Türkiye'de yenilenebilir enerji alanına yatırım yapmayı bekleyen girişimcilerin olduğunu anlatan Aksoy, ''Eğer teklifimiz tatil öncesi yasalaşırsa Türkiye, Temmuz ayından itibaren yenilenebilir enerjide çok büyük yatırım hamleleri ile karşılaşacak. Yenilenebilir enerjideki teşviklerin, yeni teşvik paketiyle birleşmesiyle Türkiye'de 2009 yılının ikinci altı ayında kalkınmada büyük bir hamle olacaktır. Türkiye, 2010 yılına take off (uçuşa geçmek) yapmış olarak girecektir'' diye konuştu.

-FOSİL KAYNAKLARDAN ENERJİ ÜRETİMİNDEN VAZGEÇİLMELİ-

Eskisi gibi sadece petrole göz diken ve ''bir damla kan, bir damla petrol'' diyen bir dünyanın kalmadığını, artık yenilenebilir enerji kavramının ortaya çıktığını, bu kaynakların küresel ısınmaya karşı tek çare olduğunu belirten Aksoy, Türkiye'nin de fosil kaynaklardan enerji üretiminden ya kurtulması ya da bunları asgari seviyeye indirmesi gerektiğini söyledi. Aksoy, özellikle doğalgazdan elektrik üretiminin yüzde 20'lere kadar düşürülmesi gerektiğini belirterek, ''Hükümet, strateji belgesinde bu hedefi gözönüne almıştır. 2023'te doğalgazın elektrikteki payının yüzde 20'ye düşmesi demek, yenilenebilir enerjide gelişmelerin olması demektir. Bu, hem hava kirliliğini önlenmesi açısından hem de ekonomik açıdan büyük katkı sağlayacak'' dedi.

Aksoy, fosil kaynaklardan enerji üretimi asgariye indirilerek, yenilenebilir enerjiye yönelinmesiyle fiyatların düşeceğini, enerjide dışa bağımlılık azalacağını kaydetti.

ABD, İspanya, Almanya, Çin ve Japonya'nın yenilenebilir enerji kaynaklarından ileri derecede yararlandığını ifade eden Aksoy, ''Dünyada şu anda 240 bin megavatlık yenilenebilir enerji yatırımı var. Türkiye'nin toplam kapasitesi 40 bin megavat. Yapılan bir hesaplamaya göre, 2050 yılında, dünyanın kullandığı tüm enerji miktarının yüzde 70'i, yenilenebilir enerjiden olacak.
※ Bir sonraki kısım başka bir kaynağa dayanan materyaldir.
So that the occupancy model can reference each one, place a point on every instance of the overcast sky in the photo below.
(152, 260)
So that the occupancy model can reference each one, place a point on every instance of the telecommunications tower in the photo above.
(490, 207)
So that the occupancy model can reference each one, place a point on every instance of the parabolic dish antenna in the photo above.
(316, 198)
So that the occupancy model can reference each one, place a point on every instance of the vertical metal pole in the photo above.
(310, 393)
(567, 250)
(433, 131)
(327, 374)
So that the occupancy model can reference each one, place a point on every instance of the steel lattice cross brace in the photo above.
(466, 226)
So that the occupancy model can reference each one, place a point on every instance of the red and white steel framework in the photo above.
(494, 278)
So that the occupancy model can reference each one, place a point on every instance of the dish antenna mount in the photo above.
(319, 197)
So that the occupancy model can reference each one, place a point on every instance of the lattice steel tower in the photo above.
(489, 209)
Bu yasayı, gelişmelerin dışında kalmamamız için çok önemli bir adım olarak görüyorum'' dedi.

-''ARABA KULLANMANIN DA RİSKİ VAR...''

Nükleer enerjiye yönelik eleştirilerin hatırlatılması üzerine de Aksoy, Enerji Strateji Belgesinde en geç 2020 yılına kadar Türkiye'deki enerji üretiminin yüzde 5'inin nükleer enerjiden yapılmasının hedeflendiğini, aslında bu oranın yüzde 10 olması gerektiğini söyledi. Mersin'de nükleer santral kurulmasının yeterli olmayacağını ifade eden Aksoy, ''Sinop'ta da şu an yeri hazır olan sahada nükleer santral yapmak gerekecek'' diye konuştu.
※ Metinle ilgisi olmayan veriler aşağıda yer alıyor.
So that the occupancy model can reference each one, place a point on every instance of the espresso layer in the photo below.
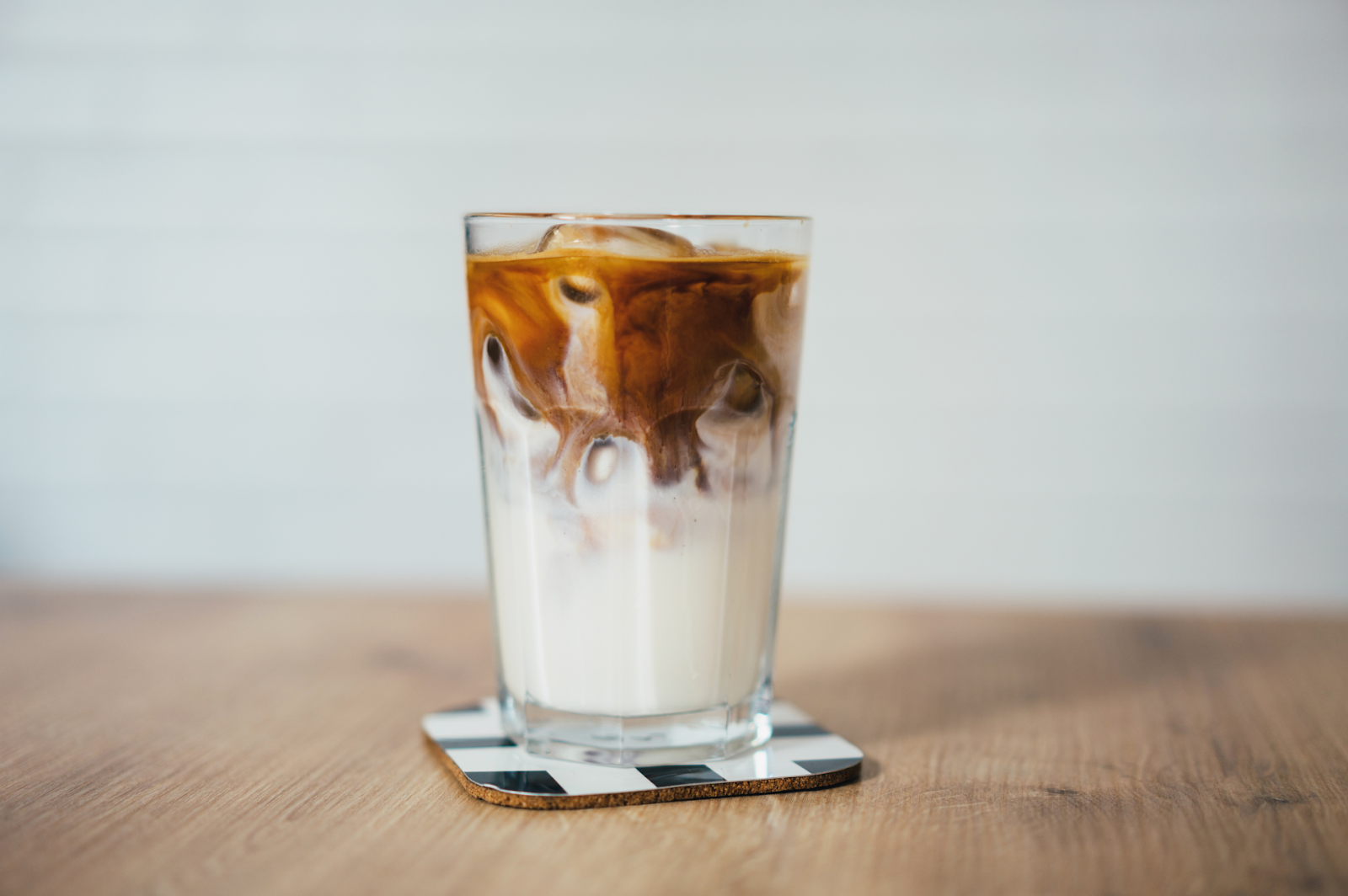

Aksoy, nükleer enerjiyi, çevreyi kirletmeyen, kumanda edilebilen risk türü diye niteleyerek, ''araba kullanmanın da bir riski olduğunu, ancak o risk kumanda edildiği sürece arabaya binmekten vazgeçilmediğini'' belirtti.

Dünyada 450'ye yakın nükleer santral, 2 bine yakın yüzergezer santral olduğunu anlatan Aksoy, ''Bunlar, nükleer denizaltılar, nükleer uçak gemileri. Bizim, 6 mil açığımızda, kara sularımızından sonra başlayan sularda nükleer denizaltıları olabilir, uçak gemileri olabilir. Risk varsa, onlarda da risk var. Nükleer enerjiden elektrik üretmek demek sınıf atlamaktır'' şeklinde konuştu.